Weird I've never had an issue with K2 support in fact they have sent me new parts multiple times for free.

How on earth are your bindings plates coming loose every 3-4 times out I've never heard of such a thing.......do you have bad screws or something?

Try the blue locktite I guess?


----------



## zk0ot (Nov 9, 2009)

ive had this problem alot... especially with k2's. i dont know why. ( i suspected their weird ribbed washers) 

are the screws coming loose? or is it that the teeth on the discs are stripped? 
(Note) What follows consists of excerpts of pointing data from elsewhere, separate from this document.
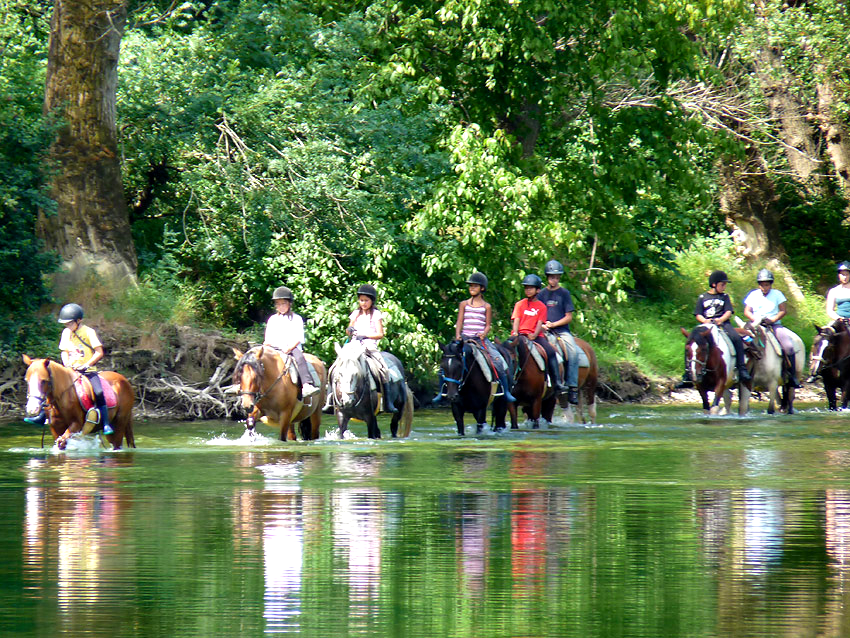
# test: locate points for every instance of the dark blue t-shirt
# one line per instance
(558, 303)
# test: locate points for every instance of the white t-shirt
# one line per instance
(284, 331)
(764, 305)
(366, 324)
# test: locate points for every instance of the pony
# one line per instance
(529, 380)
(352, 394)
(830, 359)
(588, 379)
(768, 374)
(468, 390)
(50, 387)
(269, 393)
(712, 368)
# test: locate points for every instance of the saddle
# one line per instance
(85, 394)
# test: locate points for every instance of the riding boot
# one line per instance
(792, 371)
(389, 399)
(503, 381)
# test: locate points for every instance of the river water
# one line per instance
(656, 522)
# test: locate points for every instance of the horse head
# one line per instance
(452, 368)
(698, 350)
(248, 375)
(39, 384)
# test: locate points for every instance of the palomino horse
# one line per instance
(712, 367)
(768, 374)
(588, 378)
(468, 390)
(353, 396)
(529, 380)
(268, 391)
(50, 386)
(831, 361)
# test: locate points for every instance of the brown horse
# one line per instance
(529, 380)
(267, 391)
(588, 378)
(830, 360)
(712, 368)
(50, 386)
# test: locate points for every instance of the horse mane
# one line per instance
(248, 359)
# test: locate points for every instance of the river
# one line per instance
(656, 522)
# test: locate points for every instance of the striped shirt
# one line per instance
(474, 320)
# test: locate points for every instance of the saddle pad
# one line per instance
(481, 360)
(84, 392)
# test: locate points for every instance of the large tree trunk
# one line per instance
(91, 230)
(747, 200)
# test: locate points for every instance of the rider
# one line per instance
(81, 350)
(473, 322)
(715, 307)
(559, 314)
(528, 317)
(838, 298)
(765, 304)
(285, 332)
(367, 325)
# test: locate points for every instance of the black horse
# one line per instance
(468, 390)
(353, 396)
(830, 359)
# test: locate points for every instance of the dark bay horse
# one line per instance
(711, 367)
(830, 359)
(588, 378)
(268, 393)
(50, 386)
(353, 396)
(468, 390)
(529, 380)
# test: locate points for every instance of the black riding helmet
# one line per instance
(70, 312)
(282, 292)
(478, 278)
(553, 267)
(369, 291)
(532, 280)
(716, 277)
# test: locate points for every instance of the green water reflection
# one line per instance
(658, 522)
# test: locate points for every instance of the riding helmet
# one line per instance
(532, 280)
(478, 278)
(369, 291)
(553, 267)
(282, 293)
(70, 312)
(716, 277)
(764, 275)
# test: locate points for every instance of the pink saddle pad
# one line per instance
(84, 393)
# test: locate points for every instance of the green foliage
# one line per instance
(24, 137)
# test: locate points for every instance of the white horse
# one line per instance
(767, 376)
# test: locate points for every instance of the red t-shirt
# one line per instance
(530, 313)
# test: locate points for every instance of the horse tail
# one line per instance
(407, 413)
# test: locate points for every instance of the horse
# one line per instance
(529, 380)
(711, 367)
(268, 393)
(588, 378)
(768, 374)
(469, 390)
(50, 387)
(352, 394)
(830, 359)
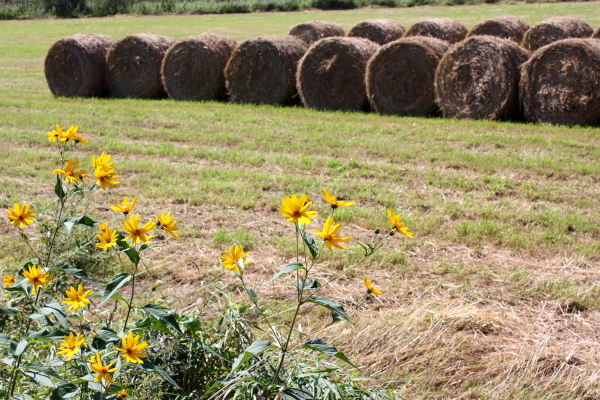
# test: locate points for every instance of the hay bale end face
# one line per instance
(380, 31)
(76, 66)
(553, 29)
(446, 29)
(560, 84)
(193, 68)
(331, 75)
(505, 27)
(400, 76)
(313, 31)
(134, 66)
(479, 79)
(263, 70)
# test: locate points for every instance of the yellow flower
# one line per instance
(295, 209)
(76, 298)
(70, 346)
(37, 277)
(166, 223)
(107, 237)
(336, 203)
(370, 288)
(131, 350)
(55, 134)
(9, 280)
(102, 371)
(69, 172)
(330, 236)
(137, 234)
(125, 207)
(20, 215)
(397, 225)
(106, 177)
(102, 161)
(231, 260)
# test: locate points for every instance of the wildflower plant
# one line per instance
(277, 365)
(60, 343)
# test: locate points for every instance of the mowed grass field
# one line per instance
(497, 295)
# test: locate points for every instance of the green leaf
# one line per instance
(164, 315)
(8, 311)
(148, 366)
(295, 394)
(115, 284)
(252, 350)
(58, 334)
(288, 268)
(58, 312)
(308, 241)
(126, 248)
(20, 348)
(319, 345)
(330, 305)
(79, 273)
(251, 292)
(309, 284)
(63, 392)
(70, 222)
(59, 188)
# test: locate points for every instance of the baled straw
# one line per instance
(331, 75)
(560, 84)
(380, 31)
(505, 27)
(193, 68)
(553, 29)
(479, 79)
(76, 66)
(134, 66)
(312, 31)
(263, 70)
(446, 29)
(400, 76)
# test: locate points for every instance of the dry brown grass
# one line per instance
(453, 322)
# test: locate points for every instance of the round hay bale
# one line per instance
(312, 31)
(401, 74)
(76, 66)
(560, 84)
(193, 68)
(479, 79)
(380, 31)
(553, 29)
(263, 70)
(505, 27)
(331, 75)
(134, 65)
(446, 29)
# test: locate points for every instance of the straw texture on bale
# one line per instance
(312, 31)
(505, 27)
(446, 29)
(193, 68)
(400, 76)
(76, 66)
(134, 66)
(479, 79)
(331, 75)
(553, 29)
(560, 84)
(263, 70)
(380, 31)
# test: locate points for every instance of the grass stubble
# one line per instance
(497, 297)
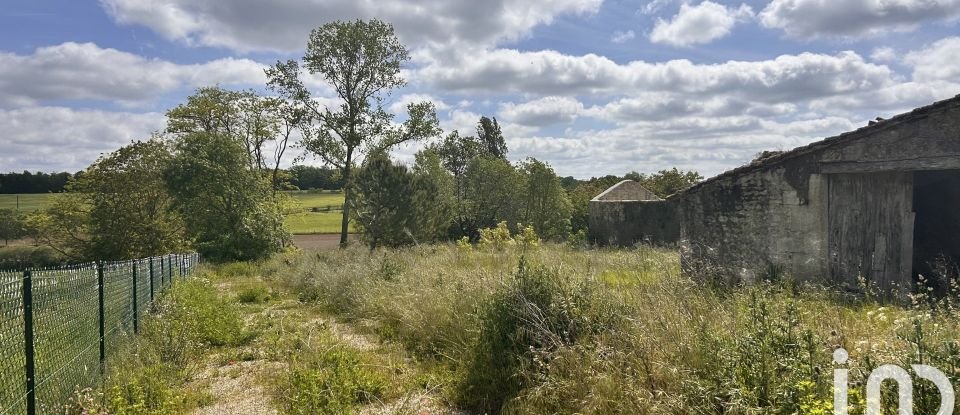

either loctite (just a drop) or new discs.


----------



## BurtonAvenger (Aug 14, 2007)

Maybe you should tighten your bindings sounds like they're loose because you're weak in the wrist.


----------



## oneshot (Oct 8, 2010)

BurtonAvenger said:


> Maybe you should tighten your bindings sounds like they're loose because you're weak in the wrist.


I El oh El'd!

stuff is pretty standard these days, almost all company use the same size inserts/screws etc..
get some new binding screws.. problem solved
Amazon.com: Dakine Snowboard Binding Harware: Sports & Outdoors


----------



## BoardWalk (Mar 22, 2011)

BurtonAvenger said:


> Maybe you should tighten your bindings sounds like they're loose because you're weak in the wrist.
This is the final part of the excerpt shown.